Do First Time Home Buyers Get a Tax Credit?
Learn how tax laws and financial aid for new homeowners have evolved, and discover the valuable benefits that are currently available to you.
Learn how tax laws and financial aid for new homeowners have evolved, and discover the valuable benefits that are currently available to you.
While a specific federal tax credit for first-time homebuyers does not currently exist, the tax code still contains multiple provisions that can lower the financial burden of owning a home. The most famous program ended over a decade ago. These benefits range from deductions that reduce your taxable income to a lesser-known tax credit. A variety of state and other financial assistance programs are also available to help individuals achieve homeownership.
The program that often causes confusion is the expired First-Time Homebuyer Credit. This was a temporary federal program for homes purchased between 2008 and 2010, providing a tax credit of up to $8,000. This program cannot be claimed for any home purchases made today.
For homes bought in 2008, the credit acted as an interest-free loan requiring repayment over 15 years. Because of this, some individuals may still be making these repayments on their annual tax returns.

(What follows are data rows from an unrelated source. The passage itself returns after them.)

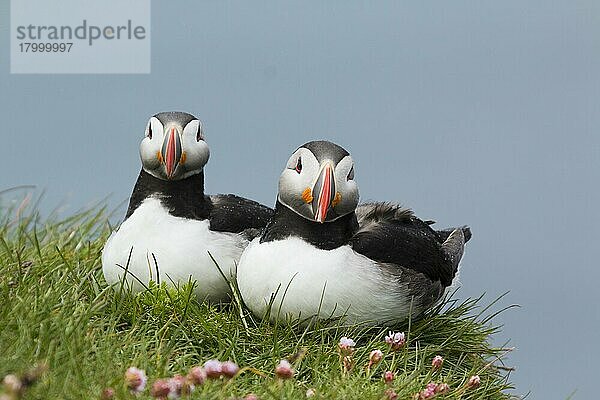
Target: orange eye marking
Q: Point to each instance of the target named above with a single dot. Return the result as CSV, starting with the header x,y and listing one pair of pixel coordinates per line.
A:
x,y
336,199
307,195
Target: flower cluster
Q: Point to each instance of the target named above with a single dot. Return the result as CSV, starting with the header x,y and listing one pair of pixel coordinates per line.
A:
x,y
474,381
437,362
284,370
178,385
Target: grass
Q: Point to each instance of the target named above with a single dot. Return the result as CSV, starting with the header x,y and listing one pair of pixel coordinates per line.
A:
x,y
56,310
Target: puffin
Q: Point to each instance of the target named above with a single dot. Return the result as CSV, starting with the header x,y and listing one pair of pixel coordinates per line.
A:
x,y
172,231
323,256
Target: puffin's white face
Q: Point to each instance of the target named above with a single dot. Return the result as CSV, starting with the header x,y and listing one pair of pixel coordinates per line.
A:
x,y
170,151
319,189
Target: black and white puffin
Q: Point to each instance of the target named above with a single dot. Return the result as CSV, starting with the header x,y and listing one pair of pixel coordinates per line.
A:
x,y
171,225
323,255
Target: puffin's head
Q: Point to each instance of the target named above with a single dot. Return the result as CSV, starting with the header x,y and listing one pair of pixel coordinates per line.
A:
x,y
174,146
318,182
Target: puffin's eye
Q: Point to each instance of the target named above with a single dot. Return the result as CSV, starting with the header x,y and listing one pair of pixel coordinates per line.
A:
x,y
350,174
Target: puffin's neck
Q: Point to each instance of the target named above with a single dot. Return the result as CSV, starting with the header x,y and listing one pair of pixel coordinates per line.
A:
x,y
183,198
326,236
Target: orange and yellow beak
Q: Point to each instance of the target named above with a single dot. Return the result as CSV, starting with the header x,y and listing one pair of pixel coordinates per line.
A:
x,y
171,150
324,193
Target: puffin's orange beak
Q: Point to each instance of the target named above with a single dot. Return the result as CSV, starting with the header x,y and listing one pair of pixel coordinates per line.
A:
x,y
172,151
324,193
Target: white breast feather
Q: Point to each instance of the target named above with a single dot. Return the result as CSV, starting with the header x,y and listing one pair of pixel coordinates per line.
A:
x,y
181,249
327,283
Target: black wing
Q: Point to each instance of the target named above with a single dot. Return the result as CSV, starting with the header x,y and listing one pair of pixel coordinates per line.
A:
x,y
391,234
231,213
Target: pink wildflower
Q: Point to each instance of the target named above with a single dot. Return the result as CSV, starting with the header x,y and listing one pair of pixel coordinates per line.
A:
x,y
229,369
213,369
388,377
395,339
437,362
390,394
284,370
347,345
442,388
474,381
135,379
375,357
197,376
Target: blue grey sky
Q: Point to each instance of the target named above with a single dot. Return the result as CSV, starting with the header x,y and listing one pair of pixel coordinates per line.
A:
x,y
481,113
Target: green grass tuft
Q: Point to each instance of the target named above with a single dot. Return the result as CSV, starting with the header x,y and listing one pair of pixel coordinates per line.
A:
x,y
57,310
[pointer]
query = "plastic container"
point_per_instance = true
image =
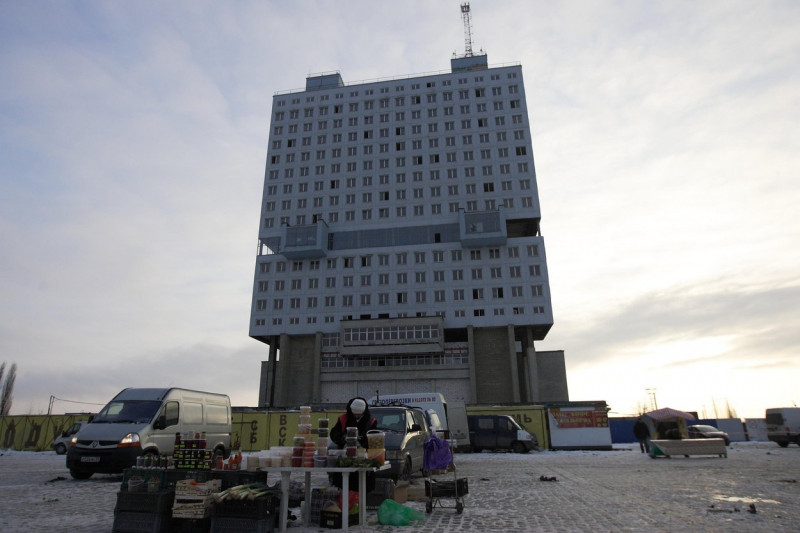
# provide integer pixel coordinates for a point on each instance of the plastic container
(376, 439)
(377, 453)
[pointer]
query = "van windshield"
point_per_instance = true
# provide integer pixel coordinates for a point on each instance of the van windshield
(128, 412)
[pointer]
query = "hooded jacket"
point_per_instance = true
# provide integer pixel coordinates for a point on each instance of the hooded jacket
(348, 419)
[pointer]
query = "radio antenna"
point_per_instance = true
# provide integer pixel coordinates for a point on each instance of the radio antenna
(467, 18)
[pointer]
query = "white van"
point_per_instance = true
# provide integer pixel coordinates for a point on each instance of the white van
(144, 422)
(783, 425)
(424, 400)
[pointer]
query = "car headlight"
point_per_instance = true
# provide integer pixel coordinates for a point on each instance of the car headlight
(393, 454)
(129, 440)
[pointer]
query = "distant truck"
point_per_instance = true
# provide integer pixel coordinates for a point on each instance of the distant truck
(425, 400)
(499, 432)
(783, 425)
(62, 442)
(144, 422)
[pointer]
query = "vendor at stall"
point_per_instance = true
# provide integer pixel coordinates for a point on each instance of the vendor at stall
(357, 415)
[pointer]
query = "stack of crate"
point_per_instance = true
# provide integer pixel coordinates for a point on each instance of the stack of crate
(193, 500)
(143, 507)
(247, 516)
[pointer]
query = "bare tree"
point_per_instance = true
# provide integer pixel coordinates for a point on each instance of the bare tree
(6, 395)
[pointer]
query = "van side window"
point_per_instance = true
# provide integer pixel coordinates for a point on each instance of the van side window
(217, 414)
(192, 413)
(486, 423)
(171, 413)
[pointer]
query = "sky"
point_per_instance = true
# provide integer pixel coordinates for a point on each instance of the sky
(133, 140)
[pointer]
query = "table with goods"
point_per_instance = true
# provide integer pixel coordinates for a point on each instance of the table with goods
(310, 454)
(194, 490)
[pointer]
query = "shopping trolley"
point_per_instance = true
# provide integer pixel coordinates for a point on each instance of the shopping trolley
(437, 460)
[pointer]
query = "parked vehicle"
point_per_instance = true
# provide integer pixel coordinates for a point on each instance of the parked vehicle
(62, 442)
(144, 422)
(700, 431)
(405, 432)
(499, 432)
(423, 400)
(783, 425)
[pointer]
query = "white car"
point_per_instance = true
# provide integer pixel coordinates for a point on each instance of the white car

New homeowners can benefit from several federal tax deductions. A deduction lowers your taxable income, while a credit reduces your final tax bill dollar-for-dollar. To claim these home-related deductions, you must itemize on your tax return, meaning your total itemized deductions must exceed the standard deduction for your filing status.
The mortgage interest deduction allows homeowners to deduct the interest paid on a loan used to buy, build, or substantially improve a primary or second home. This deduction is limited to the interest paid on up to $750,000 of mortgage debt ($375,000 if married filing separately). This limit applies to mortgages taken out after December 15, 2017.
Homeowners can also deduct state and local taxes (SALT), which consist of property taxes for most homeowners. This deduction is capped at a total of $10,000 per household per year ($5,000 for married individuals filing separately). This single cap includes property taxes plus either state and local income taxes or sales taxes, which can limit the benefit for those in high-tax areas.
Another deduction relates to mortgage points, which are fees paid to a lender to lower the interest rate on a mortgage. If the points are paid on a loan to purchase or build your main home, they may be fully deductible in the year you paid them. For points paid on a refinance, the deduction must be spread out over the life of the loan. The IRS has specific criteria that must be met to deduct points in the year of purchase.
A more direct tax benefit is the Mortgage Credit Certificate (MCC). An MCC is a federal tax credit issued by state and local housing finance agencies to help lower-income individuals afford homeownership. It is not a loan but a certificate that allows a qualifying homeowner to convert a portion of their annual mortgage interest into a tax credit.
The credit amount is calculated as a percentage of the mortgage interest paid each year, with the specific percentage set by the issuing agency. The maximum credit is capped at $2,000 per year. The remaining mortgage interest that was not converted into a credit can still be claimed as an itemized deduction, providing a dual benefit.
To receive an MCC, a buyer must meet several requirements. These typically include being a first-time homebuyer, having an income below a certain limit, and purchasing a home that does not exceed a specified price. You must apply for and be approved for the MCC before you close on the home; it cannot be obtained retroactively. The program is administered at the state or local level, and availability can be limited.
Many state housing finance agencies offer their own first-time homebuyer programs. These programs vary widely but can include down payment assistance, closing cost help, favorable interest rates on loans, and in some cases, state-specific tax credits. Prospective buyers should research the housing finance agency in the state where they plan to purchase.
A common form of this assistance is a Down Payment Assistance (DPA) program. DPAs provide funds to cover the upfront costs of buying a home and are often structured as grants that do not need to be repaid or as low-interest, forgivable loans. For example, a DPA might be a five-year forgivable loan, where a portion of the loan is forgiven each year the owner lives in the home. This is direct financial aid rather than a tax benefit.
Another tool is the ability for first-time homebuyers to make a penalty-free withdrawal from a traditional IRA. The IRS allows an individual to withdraw up to $10,000 from their traditional IRA to buy, build, or rebuild a first home without incurring the usual 10% early withdrawal penalty. While the 10% penalty is waived, the withdrawal is still subject to regular income tax.